Prime Minister Dr Keith Rowley is defending the Government’s deal with a Chinese firm once blacklisted by the World Bank for bribery and fraud allegations.
The company, China Harbour Engineering Co Ltd (CHEC), has been retained by the Government for the drydocking facility planned for La Brea. However, while CHEC has been offered 30 per cent equity in the new facility, it is still unclear how much the project will cost the country.
The company has been the subject of negative reports coming out of West Africa, Guinea, Bangladesh and, closer to home, in the Cayman Islands. All the reports highlight bribery, fraud or corruption allegations levelled against CHEC.
Back in June, the New York Times reported that the outgoing Sri Lankan government had signed a billion-dollar deal with the company. But the incoming government struggled to make payments on those debts and was forced to hand over its new port as well as 15,000 acres of land surrounding it.
But Rowley is not concerned that the same thing will happen with the T&T Government’s arrangement.
“How many people do you know or have heard about who had to hand over their house or car to a bank or credit union?” he asked.
“Does that mean that no one should ever enter into a loan arrangement for a house or car? Circumstances and arrangements differ as they exist or are made.
“That is why we assessed our own unique attributes and, additionally, we got the Chinese to not just be a hired contractor to the project, but we negotiated them into the project as equity holders so they share the risk and have an incentive to bring business to the facility from the huge international Chinese merchant marine and other users.”
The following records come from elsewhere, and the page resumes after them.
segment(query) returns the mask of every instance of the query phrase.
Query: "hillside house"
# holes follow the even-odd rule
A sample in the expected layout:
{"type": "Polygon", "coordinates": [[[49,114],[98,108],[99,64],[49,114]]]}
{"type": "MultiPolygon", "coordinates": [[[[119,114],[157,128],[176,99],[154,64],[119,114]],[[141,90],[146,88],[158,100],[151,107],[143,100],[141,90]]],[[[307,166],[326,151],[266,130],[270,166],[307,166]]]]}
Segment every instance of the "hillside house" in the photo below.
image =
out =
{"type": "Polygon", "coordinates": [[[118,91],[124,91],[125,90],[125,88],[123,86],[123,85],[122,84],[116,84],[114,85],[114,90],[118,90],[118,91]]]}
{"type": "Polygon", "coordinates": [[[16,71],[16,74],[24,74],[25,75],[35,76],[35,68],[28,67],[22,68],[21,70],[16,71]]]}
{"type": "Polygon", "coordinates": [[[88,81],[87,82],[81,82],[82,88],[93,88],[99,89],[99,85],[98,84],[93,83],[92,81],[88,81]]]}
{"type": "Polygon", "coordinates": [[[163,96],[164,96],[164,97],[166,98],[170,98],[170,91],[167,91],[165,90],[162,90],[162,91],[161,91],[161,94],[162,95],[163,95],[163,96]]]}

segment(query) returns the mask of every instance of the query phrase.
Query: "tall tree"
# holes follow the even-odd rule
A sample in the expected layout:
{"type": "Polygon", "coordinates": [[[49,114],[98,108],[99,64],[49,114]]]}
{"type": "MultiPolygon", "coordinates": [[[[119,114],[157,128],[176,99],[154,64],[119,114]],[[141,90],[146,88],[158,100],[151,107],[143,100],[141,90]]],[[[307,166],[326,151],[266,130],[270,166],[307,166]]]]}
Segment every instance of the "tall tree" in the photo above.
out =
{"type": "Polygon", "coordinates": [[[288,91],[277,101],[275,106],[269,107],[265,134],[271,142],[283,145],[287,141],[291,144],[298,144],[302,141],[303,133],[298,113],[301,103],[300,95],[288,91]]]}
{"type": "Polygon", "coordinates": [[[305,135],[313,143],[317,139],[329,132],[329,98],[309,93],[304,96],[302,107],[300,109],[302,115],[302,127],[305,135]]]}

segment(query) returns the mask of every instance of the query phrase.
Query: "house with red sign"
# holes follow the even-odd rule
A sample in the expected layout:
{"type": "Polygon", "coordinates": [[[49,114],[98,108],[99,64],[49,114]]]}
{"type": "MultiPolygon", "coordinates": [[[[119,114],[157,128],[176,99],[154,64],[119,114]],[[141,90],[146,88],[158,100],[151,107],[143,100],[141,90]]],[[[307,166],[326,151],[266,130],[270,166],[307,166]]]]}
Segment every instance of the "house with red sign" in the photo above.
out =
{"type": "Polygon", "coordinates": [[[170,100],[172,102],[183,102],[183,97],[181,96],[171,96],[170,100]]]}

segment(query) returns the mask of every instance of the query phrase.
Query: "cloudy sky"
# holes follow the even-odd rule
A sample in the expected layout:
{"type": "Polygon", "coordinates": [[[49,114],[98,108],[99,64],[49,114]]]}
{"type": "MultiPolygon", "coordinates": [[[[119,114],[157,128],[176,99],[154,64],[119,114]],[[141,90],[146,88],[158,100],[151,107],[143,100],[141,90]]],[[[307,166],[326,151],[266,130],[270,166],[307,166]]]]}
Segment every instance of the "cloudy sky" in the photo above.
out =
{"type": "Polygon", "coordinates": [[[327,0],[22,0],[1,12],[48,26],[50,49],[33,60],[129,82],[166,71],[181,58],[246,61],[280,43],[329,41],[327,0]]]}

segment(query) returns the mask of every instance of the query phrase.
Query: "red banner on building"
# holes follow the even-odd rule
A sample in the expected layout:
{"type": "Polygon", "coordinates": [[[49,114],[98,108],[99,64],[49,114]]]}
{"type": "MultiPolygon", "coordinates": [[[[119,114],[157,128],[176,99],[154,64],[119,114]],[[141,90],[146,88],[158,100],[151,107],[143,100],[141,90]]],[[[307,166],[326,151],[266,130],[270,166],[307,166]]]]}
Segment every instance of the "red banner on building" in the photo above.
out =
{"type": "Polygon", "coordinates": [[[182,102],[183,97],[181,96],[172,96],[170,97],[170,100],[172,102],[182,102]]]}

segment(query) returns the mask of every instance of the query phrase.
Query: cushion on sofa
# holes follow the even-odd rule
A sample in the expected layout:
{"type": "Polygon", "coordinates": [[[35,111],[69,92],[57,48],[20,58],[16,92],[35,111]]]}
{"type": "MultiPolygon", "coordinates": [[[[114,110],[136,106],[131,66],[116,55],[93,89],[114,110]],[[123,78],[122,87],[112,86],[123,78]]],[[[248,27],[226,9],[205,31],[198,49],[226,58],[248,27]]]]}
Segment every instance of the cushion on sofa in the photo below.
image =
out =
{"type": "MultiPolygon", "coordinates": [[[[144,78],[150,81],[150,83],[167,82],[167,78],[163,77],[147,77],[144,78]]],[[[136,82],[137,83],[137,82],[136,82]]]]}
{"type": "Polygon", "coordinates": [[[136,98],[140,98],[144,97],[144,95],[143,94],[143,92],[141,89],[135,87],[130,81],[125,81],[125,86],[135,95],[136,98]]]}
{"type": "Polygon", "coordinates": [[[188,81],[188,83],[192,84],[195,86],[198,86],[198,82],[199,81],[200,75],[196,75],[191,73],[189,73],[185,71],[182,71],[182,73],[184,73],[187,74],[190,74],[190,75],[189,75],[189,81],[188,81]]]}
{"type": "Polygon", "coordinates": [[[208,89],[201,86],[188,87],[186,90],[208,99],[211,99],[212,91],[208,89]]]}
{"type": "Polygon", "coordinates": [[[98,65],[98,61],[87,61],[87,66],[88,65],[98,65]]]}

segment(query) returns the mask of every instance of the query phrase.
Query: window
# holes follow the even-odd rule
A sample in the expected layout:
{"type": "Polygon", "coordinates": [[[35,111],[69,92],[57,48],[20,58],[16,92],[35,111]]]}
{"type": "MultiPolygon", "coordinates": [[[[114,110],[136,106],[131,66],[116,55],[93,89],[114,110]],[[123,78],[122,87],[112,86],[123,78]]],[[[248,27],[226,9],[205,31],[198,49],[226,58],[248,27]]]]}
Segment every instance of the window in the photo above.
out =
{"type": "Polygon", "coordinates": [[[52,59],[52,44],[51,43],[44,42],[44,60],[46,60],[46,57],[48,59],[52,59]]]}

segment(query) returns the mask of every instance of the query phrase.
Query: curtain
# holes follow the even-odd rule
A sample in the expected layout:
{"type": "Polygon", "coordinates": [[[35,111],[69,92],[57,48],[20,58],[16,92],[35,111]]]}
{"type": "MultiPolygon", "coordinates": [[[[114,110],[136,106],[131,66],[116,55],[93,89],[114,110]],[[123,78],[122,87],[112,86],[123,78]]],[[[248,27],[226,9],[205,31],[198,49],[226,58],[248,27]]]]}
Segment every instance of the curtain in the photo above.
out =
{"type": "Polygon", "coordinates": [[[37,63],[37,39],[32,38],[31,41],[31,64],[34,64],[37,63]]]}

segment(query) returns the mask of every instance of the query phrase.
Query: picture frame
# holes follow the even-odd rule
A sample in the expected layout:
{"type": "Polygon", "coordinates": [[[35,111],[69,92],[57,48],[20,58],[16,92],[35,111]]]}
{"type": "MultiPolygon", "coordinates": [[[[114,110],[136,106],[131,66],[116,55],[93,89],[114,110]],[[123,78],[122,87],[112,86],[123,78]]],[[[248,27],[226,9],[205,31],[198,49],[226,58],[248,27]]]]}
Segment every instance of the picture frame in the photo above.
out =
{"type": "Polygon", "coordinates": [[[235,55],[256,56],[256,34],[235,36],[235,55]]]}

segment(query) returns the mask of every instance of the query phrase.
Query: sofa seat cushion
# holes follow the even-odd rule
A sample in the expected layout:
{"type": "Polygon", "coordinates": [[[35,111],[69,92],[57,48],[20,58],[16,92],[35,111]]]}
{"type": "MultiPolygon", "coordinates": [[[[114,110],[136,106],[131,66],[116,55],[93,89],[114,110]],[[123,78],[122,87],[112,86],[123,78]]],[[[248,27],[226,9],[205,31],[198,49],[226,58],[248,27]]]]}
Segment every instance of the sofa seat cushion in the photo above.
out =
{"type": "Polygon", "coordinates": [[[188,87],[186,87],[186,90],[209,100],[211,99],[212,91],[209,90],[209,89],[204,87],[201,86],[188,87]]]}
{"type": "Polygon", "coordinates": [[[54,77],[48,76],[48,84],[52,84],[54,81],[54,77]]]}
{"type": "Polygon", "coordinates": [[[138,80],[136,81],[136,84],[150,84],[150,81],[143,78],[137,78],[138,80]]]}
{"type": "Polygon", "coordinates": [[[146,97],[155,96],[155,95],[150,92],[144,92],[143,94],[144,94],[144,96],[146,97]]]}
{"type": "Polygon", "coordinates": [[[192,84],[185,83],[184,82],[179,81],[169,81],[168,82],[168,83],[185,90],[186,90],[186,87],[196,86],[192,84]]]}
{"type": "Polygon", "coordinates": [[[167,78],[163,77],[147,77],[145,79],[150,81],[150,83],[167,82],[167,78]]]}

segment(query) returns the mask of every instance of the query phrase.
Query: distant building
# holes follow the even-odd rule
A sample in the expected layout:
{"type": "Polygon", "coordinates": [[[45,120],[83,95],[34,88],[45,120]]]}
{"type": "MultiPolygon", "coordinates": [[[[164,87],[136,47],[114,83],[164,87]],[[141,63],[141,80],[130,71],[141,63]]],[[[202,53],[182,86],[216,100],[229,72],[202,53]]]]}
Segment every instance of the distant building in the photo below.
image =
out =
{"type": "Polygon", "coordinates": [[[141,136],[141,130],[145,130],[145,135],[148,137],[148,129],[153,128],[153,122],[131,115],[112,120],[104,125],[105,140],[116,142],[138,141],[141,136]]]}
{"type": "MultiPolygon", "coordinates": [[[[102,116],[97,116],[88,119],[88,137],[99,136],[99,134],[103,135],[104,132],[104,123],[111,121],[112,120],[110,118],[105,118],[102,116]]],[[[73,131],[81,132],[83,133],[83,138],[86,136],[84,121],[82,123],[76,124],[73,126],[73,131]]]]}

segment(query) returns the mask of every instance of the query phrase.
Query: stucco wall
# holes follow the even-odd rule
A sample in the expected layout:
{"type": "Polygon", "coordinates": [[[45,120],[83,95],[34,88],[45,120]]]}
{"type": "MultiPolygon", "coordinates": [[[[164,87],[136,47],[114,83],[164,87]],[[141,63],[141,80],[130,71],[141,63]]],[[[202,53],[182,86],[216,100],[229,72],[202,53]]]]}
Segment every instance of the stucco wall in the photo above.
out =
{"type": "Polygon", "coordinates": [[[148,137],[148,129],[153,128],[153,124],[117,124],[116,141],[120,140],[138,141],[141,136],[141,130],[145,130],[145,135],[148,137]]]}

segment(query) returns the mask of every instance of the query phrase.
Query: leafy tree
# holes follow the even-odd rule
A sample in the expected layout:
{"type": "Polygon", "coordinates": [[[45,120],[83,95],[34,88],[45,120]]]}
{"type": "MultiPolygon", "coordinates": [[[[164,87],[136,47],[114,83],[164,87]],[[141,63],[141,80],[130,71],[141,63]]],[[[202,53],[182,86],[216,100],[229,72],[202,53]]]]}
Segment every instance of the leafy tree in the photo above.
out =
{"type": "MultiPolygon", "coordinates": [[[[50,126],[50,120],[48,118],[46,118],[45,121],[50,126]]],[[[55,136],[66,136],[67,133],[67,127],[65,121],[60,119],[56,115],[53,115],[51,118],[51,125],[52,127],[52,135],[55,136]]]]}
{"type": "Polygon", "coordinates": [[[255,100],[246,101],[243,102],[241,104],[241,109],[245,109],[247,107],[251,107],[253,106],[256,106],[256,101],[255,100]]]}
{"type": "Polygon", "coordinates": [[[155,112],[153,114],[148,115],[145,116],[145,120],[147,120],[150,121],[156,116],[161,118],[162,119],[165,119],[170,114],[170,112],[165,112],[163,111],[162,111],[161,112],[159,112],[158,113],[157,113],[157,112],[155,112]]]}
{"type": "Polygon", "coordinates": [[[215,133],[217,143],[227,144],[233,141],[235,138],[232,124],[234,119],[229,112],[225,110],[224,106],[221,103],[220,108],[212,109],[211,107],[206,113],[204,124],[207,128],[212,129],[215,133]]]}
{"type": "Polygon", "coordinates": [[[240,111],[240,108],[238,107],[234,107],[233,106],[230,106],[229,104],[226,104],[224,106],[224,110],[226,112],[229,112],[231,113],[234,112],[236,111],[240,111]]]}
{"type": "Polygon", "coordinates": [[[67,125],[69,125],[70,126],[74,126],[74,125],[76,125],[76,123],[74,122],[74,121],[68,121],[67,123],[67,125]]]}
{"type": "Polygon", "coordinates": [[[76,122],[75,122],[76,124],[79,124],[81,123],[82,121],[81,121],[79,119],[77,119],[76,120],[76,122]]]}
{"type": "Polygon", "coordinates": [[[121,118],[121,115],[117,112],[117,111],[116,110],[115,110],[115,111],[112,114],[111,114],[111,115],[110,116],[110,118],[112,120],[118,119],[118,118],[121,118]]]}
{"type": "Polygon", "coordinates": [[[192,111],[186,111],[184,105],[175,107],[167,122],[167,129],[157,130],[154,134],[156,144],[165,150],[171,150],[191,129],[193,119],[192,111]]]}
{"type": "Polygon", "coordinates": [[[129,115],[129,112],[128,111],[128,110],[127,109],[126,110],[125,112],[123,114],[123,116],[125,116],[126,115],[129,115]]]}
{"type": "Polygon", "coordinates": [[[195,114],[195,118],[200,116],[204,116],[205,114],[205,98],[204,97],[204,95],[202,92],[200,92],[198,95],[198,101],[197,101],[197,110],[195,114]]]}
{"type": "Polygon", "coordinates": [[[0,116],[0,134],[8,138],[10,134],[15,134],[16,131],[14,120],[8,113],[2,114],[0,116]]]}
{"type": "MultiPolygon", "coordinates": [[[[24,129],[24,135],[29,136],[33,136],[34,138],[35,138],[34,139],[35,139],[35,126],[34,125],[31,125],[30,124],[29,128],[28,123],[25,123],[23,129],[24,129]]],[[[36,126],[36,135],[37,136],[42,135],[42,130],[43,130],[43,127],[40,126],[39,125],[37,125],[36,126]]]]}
He said on his visit to China last year he met with the President and Premier “and asked them to encourage Chinese companies to not just be contractors but to make direct foreign investment in the economy of T&T to bring growth and diversification which is what we are after.
“They both agreed that they will support T&T national policy and would encourage their companies to invest ‘in projects which make economic sense,’” Rowley said.
Rowley said the “groundbreaking” La Brea project, which he has promised will provide 5,000 jobs, is only the first of these type of arrangements with foreign governments.
Asked how much the deal will cost, the PM said, “We are currently working towards that.”
Back in 2014, the then United National Congress (UNC) signed a similar deal with the same company for the development of an economic zone, a transshipment port and drydocking facilities. That agreement was pegged at $500 million and was signed by former trade and industry minister Vasant Bharath.
Contacted via text message on the UNC’s arrangement back then, Bharath said, “I don’t know the details (of the current deal) but, in essence, it looks the same drydocking and transshipment facilities. Funding was already approved at two per cent with a five-year moratorium for repayment and designs have already been done and approved.”
But Rowley’s arrangement has one key difference: the CHEC will hold 30 per cent share in the facility.
“So the UNC signed that deal? So it was a state secret? So the Chinese had equity in their deal?” Rowley asked, responding to questions about the similarities in both arrangements.
Rowley added if the deal was the same as the UNC’s then there should be no questions about the cost.
“Since they already signed the deal, they should be able to give you a figure,” he said.
However, he confirmed that no cost has yet been determined on this project.
While there is limited available information on the new deal, the old 2014 deal promised delivery in 36 months after signing. It included construction of a large container and a bulk transfer terminal; deepwater channel excavation, basin dredging, offshore reclamation and terminal land construction; large dry dock construction and an outfitting terminal for shipbuilding and repairing.